The W3C now has a XML Protocol Working
Group.
SOAP is now where it belongs. Until we got W3C buy-in, vendors were
skittish given the nature of the industry. Now that SOAP has been
subsumed into the XML Protocol work, the big vendors have (for the
most part) stopped arguing about SOAP and we have a fairly open
process for beating the protocol into shape. In my opinion, one of the
smartest things the WG did was to immediately define their
relationship to the XML Schema type system.
We are somewhat closer to having a standardized
metadata format for SOAP.
While far from perfect, WSDL is
as close as we've ever come to having a workable metadata standard
that more than three people can agree on for longer than a week at a
time. Is WSDL perfect? Not by a long shot. Is it workable? For the
most part, yes. Does SOAP/XML Messaging make sense without something
like WSDL? No way. My own criticisms of WSDL relate to
WSDL's current form having a somewhat schizophrenic relationship to
XML Schema. (In fact, there are several ways in which WSDL and XML
Schema are completely incompatible.) Despite my criticisms, portions
of WSDL are more than workable, albeit overly verbose and
indirect, for every SOAP scenario or application I have dealt with in
the past 3 years. Hopefully the XML Protocol Activity will focus on
finishing the WSDL specification and give the world at a reasonable
way of describing, validating, and automating XML-based services.
For the most part, people have stopped arguing about SOAP
SOAP is what most people would consider a moderate success. The
ideas of SOAP have been embraced by pretty much everyone at this
point. The vendors are starting to support SOAP to one degree or
another. There are even (unconfirmed) reports of interoperable
implementations, but frankly, without interoperable metadata, I am not
convinced wire-level interoperability is all that important. It looks
like almost everyone will support WSDL until the W3C comes down with
something better, so perhaps by the end of 3Q2001 we'll start to see
really meaningful interoperability.
Epilogue
SOAP's original intent was fairly modest: to codify how to send
transient XML documents to trigger operations or responses on
remote hosts. Because of our timing, we were forced to tackle issues
that the Schemas WG has since solved, which caused the "S" in SOAP to
be somewhat lost.
At this point in time, I firmly believe that only two things are
needed for mid- to long-term convergence:
- The XML Schemas WG should address the issue of typed references and
arrays.

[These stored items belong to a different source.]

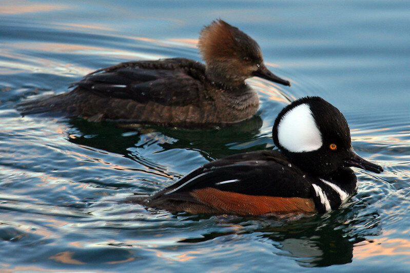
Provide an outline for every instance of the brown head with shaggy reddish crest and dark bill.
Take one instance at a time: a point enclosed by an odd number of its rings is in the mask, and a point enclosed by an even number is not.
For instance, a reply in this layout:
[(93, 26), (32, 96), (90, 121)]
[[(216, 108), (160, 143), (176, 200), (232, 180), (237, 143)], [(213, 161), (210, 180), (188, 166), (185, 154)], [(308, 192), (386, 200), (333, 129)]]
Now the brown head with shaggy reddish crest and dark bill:
[(290, 86), (289, 81), (266, 68), (255, 40), (221, 19), (202, 29), (198, 47), (210, 80), (236, 86), (243, 85), (247, 78), (258, 76)]

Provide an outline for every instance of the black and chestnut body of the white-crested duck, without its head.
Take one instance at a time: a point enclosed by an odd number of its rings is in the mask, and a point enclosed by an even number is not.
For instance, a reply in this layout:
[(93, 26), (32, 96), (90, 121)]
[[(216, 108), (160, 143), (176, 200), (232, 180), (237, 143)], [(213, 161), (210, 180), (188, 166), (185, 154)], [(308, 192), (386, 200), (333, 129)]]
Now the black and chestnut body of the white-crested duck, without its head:
[[(207, 163), (149, 198), (134, 201), (193, 214), (324, 213), (355, 193), (356, 182), (349, 168), (318, 178), (279, 151), (257, 151)], [(317, 194), (319, 189), (326, 199)]]

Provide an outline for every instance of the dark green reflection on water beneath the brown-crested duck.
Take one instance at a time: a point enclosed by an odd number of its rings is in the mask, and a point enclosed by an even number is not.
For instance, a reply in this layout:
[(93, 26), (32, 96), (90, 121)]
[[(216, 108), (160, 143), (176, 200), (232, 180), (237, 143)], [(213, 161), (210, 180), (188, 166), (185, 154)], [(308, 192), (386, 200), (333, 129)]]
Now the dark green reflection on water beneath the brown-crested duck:
[(123, 128), (114, 123), (89, 122), (81, 118), (71, 119), (68, 123), (71, 127), (68, 130), (70, 142), (122, 154), (136, 161), (141, 159), (138, 148), (147, 149), (147, 146), (154, 144), (158, 145), (156, 152), (186, 149), (197, 151), (207, 160), (212, 160), (238, 152), (266, 149), (271, 142), (270, 136), (259, 136), (263, 123), (260, 116), (254, 116), (231, 127), (207, 130), (154, 125)]

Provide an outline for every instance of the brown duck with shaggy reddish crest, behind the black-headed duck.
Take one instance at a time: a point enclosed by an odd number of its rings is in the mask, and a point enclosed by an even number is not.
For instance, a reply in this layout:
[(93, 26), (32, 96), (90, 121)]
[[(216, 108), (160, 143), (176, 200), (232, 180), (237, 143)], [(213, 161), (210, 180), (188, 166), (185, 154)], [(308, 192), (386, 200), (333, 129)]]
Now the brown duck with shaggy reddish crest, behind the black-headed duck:
[(198, 47), (205, 65), (186, 58), (123, 62), (88, 74), (68, 93), (23, 102), (19, 110), (62, 111), (90, 121), (224, 124), (258, 110), (258, 94), (245, 79), (290, 86), (266, 68), (255, 40), (223, 20), (201, 31)]

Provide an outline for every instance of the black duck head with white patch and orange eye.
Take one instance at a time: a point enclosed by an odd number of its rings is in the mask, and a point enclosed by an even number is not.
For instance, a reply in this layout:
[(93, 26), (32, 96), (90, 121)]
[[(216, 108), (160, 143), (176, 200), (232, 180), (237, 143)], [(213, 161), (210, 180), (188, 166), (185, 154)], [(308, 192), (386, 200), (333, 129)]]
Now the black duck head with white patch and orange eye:
[(279, 150), (305, 172), (323, 176), (351, 166), (383, 171), (353, 151), (343, 114), (320, 97), (301, 98), (286, 106), (276, 118), (272, 134)]

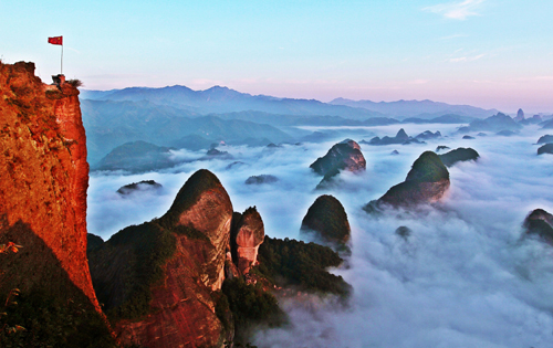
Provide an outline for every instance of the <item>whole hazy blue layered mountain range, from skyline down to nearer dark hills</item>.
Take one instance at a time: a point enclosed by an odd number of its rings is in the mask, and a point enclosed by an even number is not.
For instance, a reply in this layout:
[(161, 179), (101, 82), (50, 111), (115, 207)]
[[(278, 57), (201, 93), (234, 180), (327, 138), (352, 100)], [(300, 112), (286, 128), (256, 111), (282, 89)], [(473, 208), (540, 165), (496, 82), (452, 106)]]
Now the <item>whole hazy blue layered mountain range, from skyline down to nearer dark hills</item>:
[[(371, 101), (276, 98), (215, 86), (192, 91), (186, 86), (131, 87), (82, 91), (88, 162), (96, 165), (123, 144), (208, 149), (226, 144), (265, 146), (283, 141), (321, 141), (332, 134), (311, 133), (300, 126), (377, 126), (401, 123), (461, 123), (492, 116), (468, 105), (431, 101)], [(364, 136), (368, 134), (365, 131)], [(98, 164), (100, 165), (100, 164)]]

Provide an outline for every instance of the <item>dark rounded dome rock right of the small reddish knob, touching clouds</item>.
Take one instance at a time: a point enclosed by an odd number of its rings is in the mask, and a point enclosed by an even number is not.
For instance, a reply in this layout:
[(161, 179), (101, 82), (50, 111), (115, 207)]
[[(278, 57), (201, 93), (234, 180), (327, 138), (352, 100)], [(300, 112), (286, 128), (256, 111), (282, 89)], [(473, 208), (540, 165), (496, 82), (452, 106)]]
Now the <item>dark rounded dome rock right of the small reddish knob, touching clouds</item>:
[(347, 247), (351, 240), (349, 222), (342, 203), (330, 194), (320, 196), (303, 218), (302, 234), (313, 234), (316, 241), (331, 246)]

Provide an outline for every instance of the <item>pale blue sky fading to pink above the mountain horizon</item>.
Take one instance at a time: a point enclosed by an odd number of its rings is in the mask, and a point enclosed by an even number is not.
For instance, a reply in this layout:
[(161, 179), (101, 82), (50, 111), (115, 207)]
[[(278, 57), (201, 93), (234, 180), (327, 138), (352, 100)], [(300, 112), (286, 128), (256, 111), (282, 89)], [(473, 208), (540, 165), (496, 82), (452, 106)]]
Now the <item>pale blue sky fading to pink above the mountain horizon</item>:
[(6, 1), (0, 59), (88, 89), (227, 86), (553, 112), (553, 2)]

Adding support for these two synthetic types would obviate the
need for SOAP section 5. These constructs are broadly useful outside the
scope of messaging and RPC applications, so it makes sense that the Schemas WG
should address this.
- Define the handful of additional constructs needed to tie the
representational types from XML Schemas into operations and WSDL-style
portTypes.
WSDL comes close enough to providing the necessary behavioral
constructs to XML Schemas, and I am cautiously optimistic that
something close to WSDL could subsume SOAP entirely. I
strongly encourage you to study the WSDL specification and
submit comments, improvements, and errata so we can get convergence and
interoperability in our lifetime.